HTTP defines status codes, which in turn help design REST API's to be more informative. In other words, REST APIs use the Status-Line part of an HTTP response message to inform clients of their request’s overarching result.
Refer RFC 2616 for Status-Line syntax.
The world has adopted microservices style architecture at a phenomenal rate. They leverage RESTful API's which use HTTP protocol for communication. In all such calls, the web server and the endpoint at the client returns a status back to the client which can communicate either a success or failure of the API call made.
For any production grade application, security feature has always been its one of the core requirement. There has always been an ongoing discussion around which HTTP status code needs to be put to use for "not authorized" scenarios. The most favorite choices are 401 (unauthorized) and 403 (forbidden)
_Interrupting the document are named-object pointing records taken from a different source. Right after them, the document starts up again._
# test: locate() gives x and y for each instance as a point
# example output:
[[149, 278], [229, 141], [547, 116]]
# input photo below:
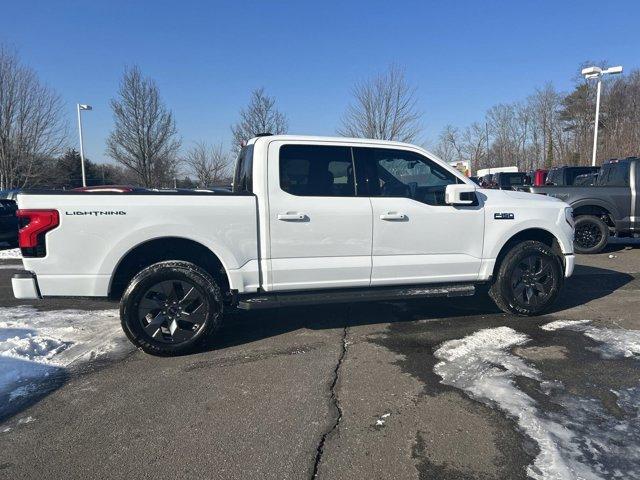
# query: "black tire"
[[592, 234], [173, 325], [529, 279]]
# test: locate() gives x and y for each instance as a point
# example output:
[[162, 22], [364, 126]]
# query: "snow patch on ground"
[[579, 440], [615, 342], [37, 345], [13, 253]]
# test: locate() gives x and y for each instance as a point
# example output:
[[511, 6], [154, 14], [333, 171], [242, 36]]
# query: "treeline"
[[144, 142], [551, 128], [547, 128]]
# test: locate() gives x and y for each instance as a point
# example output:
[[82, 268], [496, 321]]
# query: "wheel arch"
[[597, 208], [159, 249], [534, 233]]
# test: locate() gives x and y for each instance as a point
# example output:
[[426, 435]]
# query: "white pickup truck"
[[309, 220]]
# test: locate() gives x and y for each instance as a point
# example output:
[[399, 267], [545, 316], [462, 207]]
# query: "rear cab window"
[[243, 175]]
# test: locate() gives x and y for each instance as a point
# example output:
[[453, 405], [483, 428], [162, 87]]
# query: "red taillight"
[[34, 224]]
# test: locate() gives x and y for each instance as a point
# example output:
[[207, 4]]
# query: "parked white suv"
[[309, 220]]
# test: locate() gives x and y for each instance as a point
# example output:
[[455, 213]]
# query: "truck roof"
[[312, 138]]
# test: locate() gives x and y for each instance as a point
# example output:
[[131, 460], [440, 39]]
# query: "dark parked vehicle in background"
[[510, 180], [586, 180], [610, 207], [8, 223], [565, 176], [538, 177], [486, 181]]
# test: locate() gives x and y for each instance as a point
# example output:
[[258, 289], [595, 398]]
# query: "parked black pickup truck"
[[565, 176], [610, 207]]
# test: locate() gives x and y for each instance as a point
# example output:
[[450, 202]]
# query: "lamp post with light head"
[[597, 72], [82, 106]]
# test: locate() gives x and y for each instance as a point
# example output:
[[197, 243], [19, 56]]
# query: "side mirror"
[[459, 194]]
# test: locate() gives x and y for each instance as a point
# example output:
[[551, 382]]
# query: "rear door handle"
[[391, 216], [291, 217]]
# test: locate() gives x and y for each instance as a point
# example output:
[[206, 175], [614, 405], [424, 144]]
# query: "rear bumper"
[[25, 286], [569, 263]]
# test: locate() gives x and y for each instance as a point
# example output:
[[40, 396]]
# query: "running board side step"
[[371, 294]]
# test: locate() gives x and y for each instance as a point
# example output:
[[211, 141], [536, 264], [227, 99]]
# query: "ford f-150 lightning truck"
[[309, 220]]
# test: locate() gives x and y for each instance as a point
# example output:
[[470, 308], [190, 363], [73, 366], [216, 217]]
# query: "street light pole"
[[597, 122], [597, 72], [80, 108]]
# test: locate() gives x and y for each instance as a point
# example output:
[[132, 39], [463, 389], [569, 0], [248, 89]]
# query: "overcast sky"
[[207, 56]]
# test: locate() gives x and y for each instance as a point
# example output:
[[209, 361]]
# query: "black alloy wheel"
[[532, 280], [173, 311], [528, 279], [591, 234], [170, 306]]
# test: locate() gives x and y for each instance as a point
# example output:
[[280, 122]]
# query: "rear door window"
[[317, 171], [401, 173]]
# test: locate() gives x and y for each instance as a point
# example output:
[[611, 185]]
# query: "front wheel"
[[528, 280], [169, 307], [592, 234]]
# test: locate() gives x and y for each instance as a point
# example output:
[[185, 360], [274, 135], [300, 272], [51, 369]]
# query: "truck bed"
[[98, 229]]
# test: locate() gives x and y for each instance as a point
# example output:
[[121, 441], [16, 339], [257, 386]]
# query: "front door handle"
[[291, 217], [391, 216]]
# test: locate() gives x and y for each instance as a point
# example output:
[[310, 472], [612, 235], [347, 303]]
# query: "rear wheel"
[[169, 307], [528, 280], [592, 234]]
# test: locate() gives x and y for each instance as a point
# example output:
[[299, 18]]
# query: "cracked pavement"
[[329, 392]]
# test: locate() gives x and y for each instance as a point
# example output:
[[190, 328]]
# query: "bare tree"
[[32, 128], [209, 164], [260, 116], [384, 108], [144, 138], [449, 146]]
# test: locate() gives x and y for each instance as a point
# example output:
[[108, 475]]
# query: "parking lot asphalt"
[[422, 389]]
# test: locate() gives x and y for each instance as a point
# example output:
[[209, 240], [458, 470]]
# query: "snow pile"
[[579, 440], [35, 346], [12, 254], [615, 342]]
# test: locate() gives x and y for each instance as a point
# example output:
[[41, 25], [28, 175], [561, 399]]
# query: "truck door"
[[417, 238], [320, 231]]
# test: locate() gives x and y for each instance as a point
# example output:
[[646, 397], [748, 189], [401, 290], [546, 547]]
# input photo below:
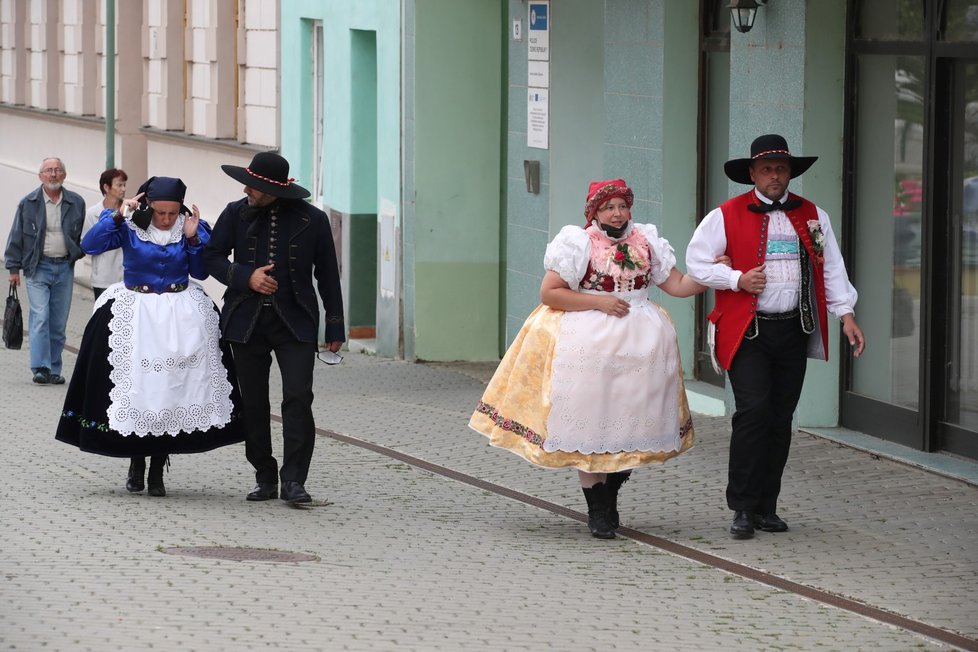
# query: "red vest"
[[747, 247]]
Lets go through the official definition for these status codes first to help us understand better.
The request has not been applied because it lacks valid authentication credentials for the target resource.
If the request included authentication credentials, then the 401 response indicates that authorization has been refused for those credentials. The user agent MAY repeat the request with a new or replaced Authorization header field
The server understood the request but refuses to authorize it.
A server that wishes to make public why the request has been forbidden can describe that reason in the response payload (if any).
If authentication credentials were provided in the request, the server considers them insufficient to grant access.
So in a nutshell,
401 (Unauthorized) - must be used when there is a problem with the client’s credentials.
403 (Forbidden) - should be used to forbid access regardless of authorization state.